The race for Georgia’s 6th Congressional District may not be getting a lot of press attention, but it is getting a lot of attention from both parties. The seat vacated by Health and Human Services Secretary Tom Price remains Leans Republican on the PPD Election Projection Model, but Democrats see a real chance to notch a much-needed electoral win after being decimated up and down the ballot during the Obama era.
Democrats are hoping to exploit internal party strife in what will now basically be a jungle primary. Eighteen candidates filed to run: 11 Republicans, 5 Democrats, and 2 independents. All candidates will compete in the same general election on April 18 and, if no candidate receives at least 50% of the vote, which is almost a certainty, the top two vote-earners will compete in a runoff regardless of party affiliation on June 20.
There are two top Republicans, at least as of now.
Before she resigned to run for governor, Karen Handel served as the Georgia Secretary of State from 2007 to 2010. While she received more votes than Nathan Deal in the Republican primary, 34% to 23%, she ultimately lost in the August 10 runoff 50.2% to 49.8%–or, about 2,500 votes out of nearly 580,000 cast.
In 2013, Handel announced her bid for the U.S. Senate after incumbent Republican Sen. Saxby Chambliss did not seek reelection. Despite again receiving the endorsement of former Gov. Palin in March 2014, she finished third in the primary and threw her support behind Jack Kingston.
David Perdue still went on to defeat Mr. Kingston in the runoff and crushed Michelle Nunn, as only the PPD Senate Election Projection Model forecasted would happen.
The Club for Growth, a conservative group that endorsed Bob Gray on March 14, dropped six figures to run an ad appearing on the air Wednesday. It aims to paint Handel as a “career politician” and Big Government Republican tax-and-spend liberal.
“Karen Handel is a career politician who wants to take her big-spending ways to Washington,” said Club for Growth Action president David McIntosh. “She’s wasted taxpayer dollars on trees for government properties and budget increases for her own office. The last thing voters in GA-06 need is a representative who will feel right at home in the D.C. swamp.”
Meanwhile, Democrats have coalesced behind Jon Ossoff, the establishment-picked candidate and are already holding D.C. fundraisers for him. They have recruited a celebrity who doesn’t have any roots in Georgia’s 6th Congressional District to help Mr. Ossoff, who also doesn’t even live in the district.
Democrats tweeted out a phone line voters could call promising actress Alyssa Milano would pick them up to vote early.
But Republicans overall will hammer Ossoff as an out-of-touch D.C. insider who is funded by leftwing radicals, a charge that isn’t necessarily without merit. His personal financial disclosure raised serious questions about monies received from Al Jazeera, a Qatar-based propaganda outlet that has been linked to various Islamic terror organizations.
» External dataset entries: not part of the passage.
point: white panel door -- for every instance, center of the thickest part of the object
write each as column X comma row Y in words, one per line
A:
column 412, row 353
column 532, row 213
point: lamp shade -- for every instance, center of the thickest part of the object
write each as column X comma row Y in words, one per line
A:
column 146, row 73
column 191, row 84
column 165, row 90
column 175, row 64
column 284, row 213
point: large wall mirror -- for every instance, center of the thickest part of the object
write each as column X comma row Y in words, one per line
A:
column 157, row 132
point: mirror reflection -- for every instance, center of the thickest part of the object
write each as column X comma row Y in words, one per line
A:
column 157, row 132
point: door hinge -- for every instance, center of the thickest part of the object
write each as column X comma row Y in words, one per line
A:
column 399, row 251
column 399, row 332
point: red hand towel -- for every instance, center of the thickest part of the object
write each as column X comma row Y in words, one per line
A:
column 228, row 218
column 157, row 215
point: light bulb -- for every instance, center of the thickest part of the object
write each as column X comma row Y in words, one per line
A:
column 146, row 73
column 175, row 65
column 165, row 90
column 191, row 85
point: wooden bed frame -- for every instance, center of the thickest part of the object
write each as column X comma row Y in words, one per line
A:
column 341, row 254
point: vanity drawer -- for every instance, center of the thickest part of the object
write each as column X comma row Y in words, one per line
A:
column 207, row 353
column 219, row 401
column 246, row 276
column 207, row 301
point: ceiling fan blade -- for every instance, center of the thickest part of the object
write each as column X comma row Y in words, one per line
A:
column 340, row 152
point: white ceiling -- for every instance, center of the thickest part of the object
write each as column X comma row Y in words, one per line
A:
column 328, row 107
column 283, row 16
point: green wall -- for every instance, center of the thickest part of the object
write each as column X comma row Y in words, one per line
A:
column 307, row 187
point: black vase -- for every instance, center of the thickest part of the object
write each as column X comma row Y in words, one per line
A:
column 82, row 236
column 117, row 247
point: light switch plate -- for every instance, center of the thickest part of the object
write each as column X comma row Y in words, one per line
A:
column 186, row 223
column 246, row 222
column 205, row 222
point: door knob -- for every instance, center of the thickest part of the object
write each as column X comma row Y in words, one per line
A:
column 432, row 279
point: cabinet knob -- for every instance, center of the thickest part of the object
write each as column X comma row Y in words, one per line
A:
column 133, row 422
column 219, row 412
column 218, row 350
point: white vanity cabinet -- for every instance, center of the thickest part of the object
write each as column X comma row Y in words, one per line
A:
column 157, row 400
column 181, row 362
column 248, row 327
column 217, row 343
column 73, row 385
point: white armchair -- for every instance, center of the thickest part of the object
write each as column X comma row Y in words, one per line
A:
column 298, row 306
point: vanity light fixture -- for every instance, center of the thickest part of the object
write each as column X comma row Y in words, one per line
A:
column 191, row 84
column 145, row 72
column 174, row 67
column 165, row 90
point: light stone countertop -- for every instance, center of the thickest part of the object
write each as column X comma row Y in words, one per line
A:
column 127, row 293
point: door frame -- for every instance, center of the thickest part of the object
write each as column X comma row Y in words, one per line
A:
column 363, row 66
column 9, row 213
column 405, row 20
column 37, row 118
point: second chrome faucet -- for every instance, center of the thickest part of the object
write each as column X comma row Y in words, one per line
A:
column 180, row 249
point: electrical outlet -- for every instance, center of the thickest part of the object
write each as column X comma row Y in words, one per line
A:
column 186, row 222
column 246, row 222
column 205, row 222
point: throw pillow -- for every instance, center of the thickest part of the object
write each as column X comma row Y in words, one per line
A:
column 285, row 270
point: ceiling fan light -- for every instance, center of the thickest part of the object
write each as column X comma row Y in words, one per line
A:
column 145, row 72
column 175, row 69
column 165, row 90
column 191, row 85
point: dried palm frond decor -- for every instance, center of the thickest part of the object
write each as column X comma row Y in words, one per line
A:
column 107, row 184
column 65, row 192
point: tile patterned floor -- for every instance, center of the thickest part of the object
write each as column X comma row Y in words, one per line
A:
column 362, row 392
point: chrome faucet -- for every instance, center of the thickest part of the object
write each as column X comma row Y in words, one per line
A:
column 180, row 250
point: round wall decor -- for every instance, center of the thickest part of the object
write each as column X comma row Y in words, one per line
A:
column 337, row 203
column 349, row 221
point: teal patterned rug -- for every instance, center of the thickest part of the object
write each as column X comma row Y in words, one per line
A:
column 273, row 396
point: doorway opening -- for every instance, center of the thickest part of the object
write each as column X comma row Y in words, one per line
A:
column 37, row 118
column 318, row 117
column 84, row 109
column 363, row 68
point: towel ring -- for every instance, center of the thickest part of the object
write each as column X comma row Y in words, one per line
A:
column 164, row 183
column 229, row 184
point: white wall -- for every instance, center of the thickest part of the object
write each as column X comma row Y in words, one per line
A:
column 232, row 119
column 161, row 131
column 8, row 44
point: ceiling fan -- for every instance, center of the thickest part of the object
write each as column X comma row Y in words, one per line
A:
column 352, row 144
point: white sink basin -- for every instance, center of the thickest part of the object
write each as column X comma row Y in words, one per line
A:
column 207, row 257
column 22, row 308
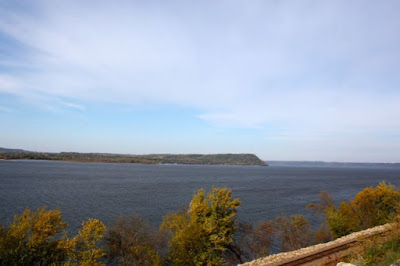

There are also questions about his qualifications, which can have a significant impact on “candidate strength,” a key variable in the PPD Election Projection Model. Ossoff claimed to have “5 years of national security clearance,” but in truth at least 2 of those years were as a part-time congressional staffer.
“It turns out Jon Ossoff’s ‘national security experience’ includes time when he was a part-time staffer for radical Hank Johnson,” Madison Anderson of the NRCC said in a posted statement. “Not exactly something to brag about.”
He also touts his CEO background as a qualification to bring back jobs.
However, while he is in fact a CEO, it’s of a UK-based business. Not very impressive for a businessman running in the America First era.
The race is a quagmire and anything is certainly possible by the time voters in Georgia’s 6th Congressional District go to the polls. But the fundamentals and the latest data from the PPD Battleground State Likely Voter Metrics still point to a Republican advantage. While it’s true Mr. Ossoff leads the entire crowded field, we do not believe he has the ceiling to defeat an equal Republican in what is likely to be runoff.